According to a 2004 survey by the Craft Yarn Council of America, 53 million American women have picked up knitting and crochet, a 51 percent increase over the previous 10 years. The secret spark is attributed to a younger demographic of females who are following in their grandmothers’ stitches. But even though celebrities such as Vanna White, Madonna and Rosie Perez hook for a hobby, crochet has always been hidden in the big sister shadow of knitting. Even when it comes to chatting up the national Knit Out and Crochet event, Mary Colucci, executive director of the CYCA, says many folks tend to refer to it as the Knit Out, which makes devoted crocheters cringe.

“It has always been that way, unfortunately,” says Lily Chin, author, designer and award-winning speed crocheter. “Historically speaking, in the United Kingdom crochet was looked down upon as what the servants did. It was a class thing. Primarily the Irish crocheted. Modern day? Let’s face it. Crochet hasn’t always had the best name, because of some of the byproducts like toilet paper roll holders. Some people see it as folk art. But for high fashion or high art, we have to get past that.

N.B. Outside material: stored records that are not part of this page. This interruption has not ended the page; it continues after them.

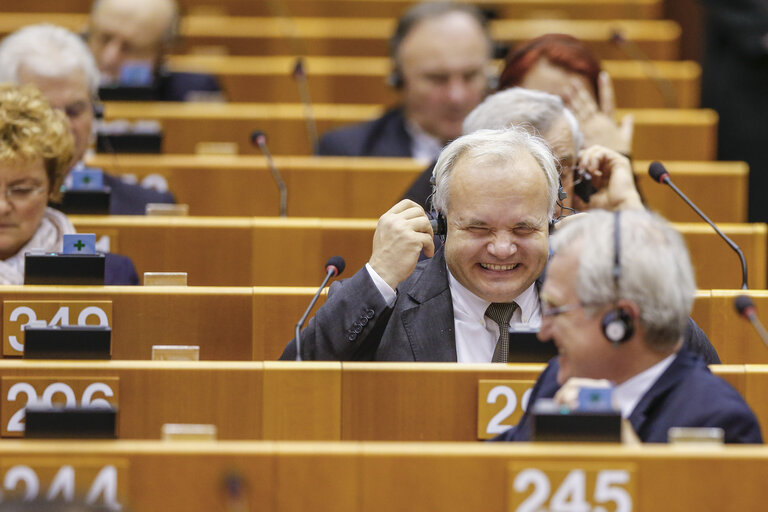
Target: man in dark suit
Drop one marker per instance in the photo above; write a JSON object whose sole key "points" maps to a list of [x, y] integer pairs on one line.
{"points": [[60, 65], [616, 300], [440, 58], [131, 37]]}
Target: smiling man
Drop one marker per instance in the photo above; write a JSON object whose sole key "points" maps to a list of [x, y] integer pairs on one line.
{"points": [[496, 191], [616, 301]]}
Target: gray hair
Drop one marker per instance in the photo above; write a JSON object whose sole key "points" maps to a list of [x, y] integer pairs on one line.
{"points": [[506, 144], [655, 269], [49, 51], [533, 110]]}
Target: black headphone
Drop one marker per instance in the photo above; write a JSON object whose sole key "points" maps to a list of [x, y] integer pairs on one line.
{"points": [[617, 324]]}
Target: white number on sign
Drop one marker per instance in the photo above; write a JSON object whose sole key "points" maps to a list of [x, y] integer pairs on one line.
{"points": [[571, 495], [103, 489], [495, 426], [15, 424]]}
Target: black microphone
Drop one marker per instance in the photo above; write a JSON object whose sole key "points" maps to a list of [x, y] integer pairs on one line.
{"points": [[300, 75], [659, 173], [259, 140], [634, 52], [333, 267], [747, 309]]}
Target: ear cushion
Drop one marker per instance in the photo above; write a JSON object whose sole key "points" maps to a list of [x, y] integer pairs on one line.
{"points": [[617, 326]]}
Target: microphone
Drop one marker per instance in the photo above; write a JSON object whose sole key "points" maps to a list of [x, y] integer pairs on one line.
{"points": [[333, 267], [634, 52], [300, 75], [746, 308], [659, 173], [259, 140]]}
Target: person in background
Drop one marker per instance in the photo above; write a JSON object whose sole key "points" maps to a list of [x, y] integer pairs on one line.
{"points": [[57, 62], [131, 37], [440, 63], [36, 149], [562, 65]]}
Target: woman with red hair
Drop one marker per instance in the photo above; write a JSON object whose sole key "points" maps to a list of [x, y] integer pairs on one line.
{"points": [[561, 64]]}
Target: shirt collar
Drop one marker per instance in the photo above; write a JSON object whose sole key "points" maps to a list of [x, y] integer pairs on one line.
{"points": [[628, 393]]}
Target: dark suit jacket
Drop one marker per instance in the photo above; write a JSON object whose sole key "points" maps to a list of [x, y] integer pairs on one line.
{"points": [[129, 199], [686, 395], [176, 86], [385, 136], [355, 323], [119, 270]]}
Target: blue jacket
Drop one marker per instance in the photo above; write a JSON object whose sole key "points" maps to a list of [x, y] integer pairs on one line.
{"points": [[686, 395]]}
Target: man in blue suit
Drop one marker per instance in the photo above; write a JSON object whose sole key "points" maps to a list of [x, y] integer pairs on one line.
{"points": [[58, 62], [615, 301], [440, 62]]}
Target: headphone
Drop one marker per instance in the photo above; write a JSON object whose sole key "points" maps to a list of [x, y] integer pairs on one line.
{"points": [[617, 324]]}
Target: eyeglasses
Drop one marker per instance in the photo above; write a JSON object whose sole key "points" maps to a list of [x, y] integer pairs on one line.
{"points": [[548, 310], [20, 193]]}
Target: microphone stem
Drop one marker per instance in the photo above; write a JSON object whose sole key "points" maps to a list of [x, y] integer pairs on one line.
{"points": [[717, 230], [330, 273], [758, 325]]}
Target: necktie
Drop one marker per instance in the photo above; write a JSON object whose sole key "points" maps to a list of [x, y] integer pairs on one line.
{"points": [[501, 312]]}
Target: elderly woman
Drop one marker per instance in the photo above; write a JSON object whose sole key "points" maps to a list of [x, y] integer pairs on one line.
{"points": [[562, 65], [36, 151]]}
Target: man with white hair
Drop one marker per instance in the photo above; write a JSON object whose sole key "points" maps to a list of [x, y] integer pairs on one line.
{"points": [[616, 300], [125, 34], [60, 65]]}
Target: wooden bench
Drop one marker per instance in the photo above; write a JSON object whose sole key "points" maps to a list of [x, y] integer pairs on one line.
{"points": [[363, 79], [342, 187], [243, 35], [661, 134]]}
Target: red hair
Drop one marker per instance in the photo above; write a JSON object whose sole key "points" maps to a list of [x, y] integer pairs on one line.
{"points": [[560, 49]]}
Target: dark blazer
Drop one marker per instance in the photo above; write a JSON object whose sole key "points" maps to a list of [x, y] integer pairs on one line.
{"points": [[385, 136], [119, 270], [176, 86], [129, 199], [355, 323], [686, 395]]}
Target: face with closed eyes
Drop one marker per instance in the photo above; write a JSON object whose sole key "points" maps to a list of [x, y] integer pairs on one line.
{"points": [[24, 190], [497, 240]]}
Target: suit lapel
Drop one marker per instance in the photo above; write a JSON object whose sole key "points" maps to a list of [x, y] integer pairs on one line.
{"points": [[679, 368], [428, 321]]}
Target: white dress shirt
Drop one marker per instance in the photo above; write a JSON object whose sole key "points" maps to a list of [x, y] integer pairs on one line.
{"points": [[476, 335], [628, 393]]}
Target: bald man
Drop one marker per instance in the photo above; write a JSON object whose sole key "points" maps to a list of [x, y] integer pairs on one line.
{"points": [[440, 58], [129, 35]]}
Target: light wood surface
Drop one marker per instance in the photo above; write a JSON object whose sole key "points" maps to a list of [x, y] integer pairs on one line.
{"points": [[343, 187], [581, 9], [314, 400], [244, 35], [264, 251], [661, 134], [364, 79]]}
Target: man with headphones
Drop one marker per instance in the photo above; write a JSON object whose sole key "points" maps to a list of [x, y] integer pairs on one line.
{"points": [[616, 300], [129, 39], [440, 64]]}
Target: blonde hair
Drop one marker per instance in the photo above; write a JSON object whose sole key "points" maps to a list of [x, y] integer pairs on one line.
{"points": [[31, 130]]}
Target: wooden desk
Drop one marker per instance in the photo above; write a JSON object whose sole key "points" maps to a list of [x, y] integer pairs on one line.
{"points": [[363, 79], [242, 35], [661, 134], [264, 251], [241, 185], [582, 9]]}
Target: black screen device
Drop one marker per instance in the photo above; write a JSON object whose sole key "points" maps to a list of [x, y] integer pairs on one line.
{"points": [[68, 342], [85, 202], [43, 422], [525, 347], [57, 268]]}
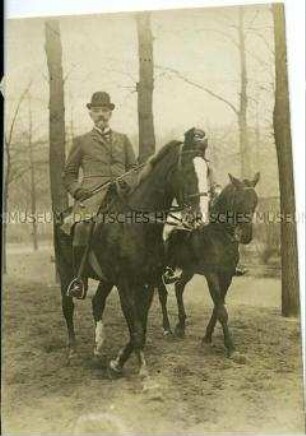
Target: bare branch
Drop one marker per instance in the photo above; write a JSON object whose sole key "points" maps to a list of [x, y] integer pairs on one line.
{"points": [[199, 86], [225, 35], [8, 139]]}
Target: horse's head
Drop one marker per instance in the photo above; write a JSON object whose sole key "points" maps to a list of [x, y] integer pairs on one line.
{"points": [[237, 202], [192, 170], [171, 173]]}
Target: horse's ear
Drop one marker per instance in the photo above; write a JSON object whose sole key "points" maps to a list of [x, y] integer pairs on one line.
{"points": [[256, 179], [236, 182]]}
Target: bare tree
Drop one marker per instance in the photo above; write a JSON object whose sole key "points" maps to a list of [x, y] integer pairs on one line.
{"points": [[56, 115], [8, 138], [32, 179], [145, 87], [59, 196], [243, 98], [236, 34], [282, 134]]}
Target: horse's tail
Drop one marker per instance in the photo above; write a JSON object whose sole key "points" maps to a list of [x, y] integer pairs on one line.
{"points": [[175, 244]]}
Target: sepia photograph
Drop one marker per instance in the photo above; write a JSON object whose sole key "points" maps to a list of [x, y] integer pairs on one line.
{"points": [[150, 274]]}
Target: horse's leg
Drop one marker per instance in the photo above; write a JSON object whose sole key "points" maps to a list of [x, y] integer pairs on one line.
{"points": [[63, 258], [179, 290], [214, 285], [163, 296], [68, 311], [136, 324], [225, 282], [143, 302], [98, 305]]}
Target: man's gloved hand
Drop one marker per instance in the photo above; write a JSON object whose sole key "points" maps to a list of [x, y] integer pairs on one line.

The ultimate mission is to show the full range.”

Chin, 40, crochets 132 stitches a minute — often with a Ramones CD playing in the background — and has a new book out on the subject, Knit and Crochet With Beads (Interweave Press, $21.95 paperback). The New Yorker recently showed off her skills on Martha when she created a dog poncho in less than an hour. She says she mingled with the show guests as they waited outside, sweating in their handmade ponchos before entering the studio. Despite the pressure to perform, Chin vows it was worth it for the craft.

Stoller agrees.

“That Martha poncho alone will generate more interest in crochet,” she says. “People didn’t realize what sweet things crochet could do. I think Martha herself gained more respect for it after being in prison. She told me herself that she was in awe of these women who did this amazing thread crochet on steel hooks there.”

It’s great that crochet is finally earning respect, but many feel it has a long way to go. Kim Werker, 29, founder of CrochetMe.com, a contemporary crochet community, knows how to speed up the process.

“Although I’m seeing more and more attractive uses for them, I wish the granny square would take a five-year vacation,” she says. “We need to focus on new crochet so we can bust open the stereotypes that crochet is uncool, outdated and only for unimaginative old ladies.

“When we’ve made some headway there, then the granny square can come back. As long as it’s used in new and exciting ways.”